Dalam suratnya kepada jemaat di Galatia Rasul Paulus mengatakan demikian: 9 Janganlah kita jemu-jemu berbuat baik, karena apabila sudah datang waktunya, kita akan menuai, jika kita tidak menjadi lemah. 10 Karena itu, selama masih ada kesempatan bagi kita, marilah kita berbuat baik kepada semua orang, tetapi terutama kepada kawan-kawan kita seiman (Galatia 6:9-10). Apa yang telah dikatakan oleh Paulus di atas memperlihatkan kepada kita, bahwa ia sangat sadar akan keterbatasan manusia. Hal itu diperhatikan melalui kalimat: karena apabila sudah datang waktunya, kita akan menuai, jika kita tidak menjadi lemah. Kalimat ini menyiratkan tiga makna penting dalam hidup manusia, yaitu: (1). Paulus mengakui bahwa akan ada waktu yang di mana tidak seorang pun dapat melakukan segala pekerjaannya seperti semasa hidupnya. Artinya, jangan sampai kita menyesal seumur hidup karena sudah tidak ada kesempatan atau waktu lagi untuk melakukannya. (2). Rasul Paulus menegaskan, bahwa apa yang telah dilakukan oleh setiap orang semasa hidupnya, maka ia pasti menerima hasil dari semua perbuatannya. (3). Karena manusia itu adalah makhluk yang sangat rapuh dan lemah, maka ia sangat membutuhkan kekuatan yang ada diluar dirinya, yaitu kekuatan Tuhan. Tetapi serentak dengan itu, Rasul Paulus mengatakan bahwa bukan tidak mungkin manusia akan menolak Tuhan dalam hidupnya ketika tiba waktu untuk menuai. Itulah sebabnya, Paulus menggunakan dua kata yang menunjuk kepada eksistensi manusia sebagai ciptaan yang lemah dan terbatas, yaitu kata jika dan lemah pada kalimat jika kita tidak menjadi lemah. Artinya, Paulus melihat bahwa dua kemungkinan (lemah dan tetap kuat) bisa terjadi dalam hidup manusia, namun tidak ada yang tahu akan kedua hal itu.

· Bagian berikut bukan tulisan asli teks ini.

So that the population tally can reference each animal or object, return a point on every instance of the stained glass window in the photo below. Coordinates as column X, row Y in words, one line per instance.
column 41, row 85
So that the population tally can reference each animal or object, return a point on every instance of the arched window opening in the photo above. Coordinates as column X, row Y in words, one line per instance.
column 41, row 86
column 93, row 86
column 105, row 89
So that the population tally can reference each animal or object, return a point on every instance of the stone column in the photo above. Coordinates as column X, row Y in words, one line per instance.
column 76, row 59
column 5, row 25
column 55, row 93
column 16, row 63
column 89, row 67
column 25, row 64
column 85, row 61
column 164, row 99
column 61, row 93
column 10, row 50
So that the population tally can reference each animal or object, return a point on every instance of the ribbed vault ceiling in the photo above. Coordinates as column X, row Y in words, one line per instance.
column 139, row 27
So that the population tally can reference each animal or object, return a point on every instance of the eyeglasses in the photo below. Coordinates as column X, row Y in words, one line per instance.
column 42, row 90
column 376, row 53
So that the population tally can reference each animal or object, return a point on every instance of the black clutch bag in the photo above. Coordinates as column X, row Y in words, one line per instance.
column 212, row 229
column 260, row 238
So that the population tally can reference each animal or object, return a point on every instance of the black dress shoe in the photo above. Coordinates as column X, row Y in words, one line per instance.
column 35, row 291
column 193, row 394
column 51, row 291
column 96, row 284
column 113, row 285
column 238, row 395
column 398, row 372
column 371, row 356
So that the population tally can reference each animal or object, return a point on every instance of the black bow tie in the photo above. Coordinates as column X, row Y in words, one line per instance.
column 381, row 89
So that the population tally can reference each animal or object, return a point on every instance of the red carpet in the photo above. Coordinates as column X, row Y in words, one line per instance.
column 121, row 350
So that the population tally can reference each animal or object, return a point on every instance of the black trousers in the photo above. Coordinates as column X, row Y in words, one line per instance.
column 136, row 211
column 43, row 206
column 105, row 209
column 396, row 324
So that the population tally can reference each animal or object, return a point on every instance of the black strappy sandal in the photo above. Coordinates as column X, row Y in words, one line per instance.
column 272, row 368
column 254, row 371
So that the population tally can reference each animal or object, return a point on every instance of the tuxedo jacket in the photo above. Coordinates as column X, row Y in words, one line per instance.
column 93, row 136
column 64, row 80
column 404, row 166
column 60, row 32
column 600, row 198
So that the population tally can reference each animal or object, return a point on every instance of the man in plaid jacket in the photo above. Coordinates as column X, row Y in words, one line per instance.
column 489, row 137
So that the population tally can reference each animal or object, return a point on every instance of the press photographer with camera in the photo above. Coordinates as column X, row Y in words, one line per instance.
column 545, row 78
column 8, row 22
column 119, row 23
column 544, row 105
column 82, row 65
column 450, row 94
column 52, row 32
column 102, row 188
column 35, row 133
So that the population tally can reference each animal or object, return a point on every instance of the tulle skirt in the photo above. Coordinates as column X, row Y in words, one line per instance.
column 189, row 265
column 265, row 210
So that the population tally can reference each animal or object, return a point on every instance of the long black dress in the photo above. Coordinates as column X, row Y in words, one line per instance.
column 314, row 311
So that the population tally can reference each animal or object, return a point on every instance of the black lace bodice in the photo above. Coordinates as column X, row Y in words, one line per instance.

Selanjutnya, kata kesempatan pada ayat 10 adalah menunjuk kepada waktu yang sangat terbatas tetapi sangat berharga dan sangat menentukan hidup setiap orang. Oleh sebab itu, Paulus mengajak pembacanya supaya menggunakan kesempatan atau waktu yang terbatas dan berharga itu sebaik mungkin, guna tidak ada yang terbuang dengan sia-sia atau tanpa makna apapun. Karena jika tidak dimanfaatkan baik-baik, kesempatan itu akan meninggalkan siapapun yang mengabaikannya, dan tidak seorang pun yang dapat mengembalikannya seperti semula, kecuali Dia yang berdaulat penuh atas hidup manusia. Itulah makna kesempatan yang dimaksudkan Paulus di sini.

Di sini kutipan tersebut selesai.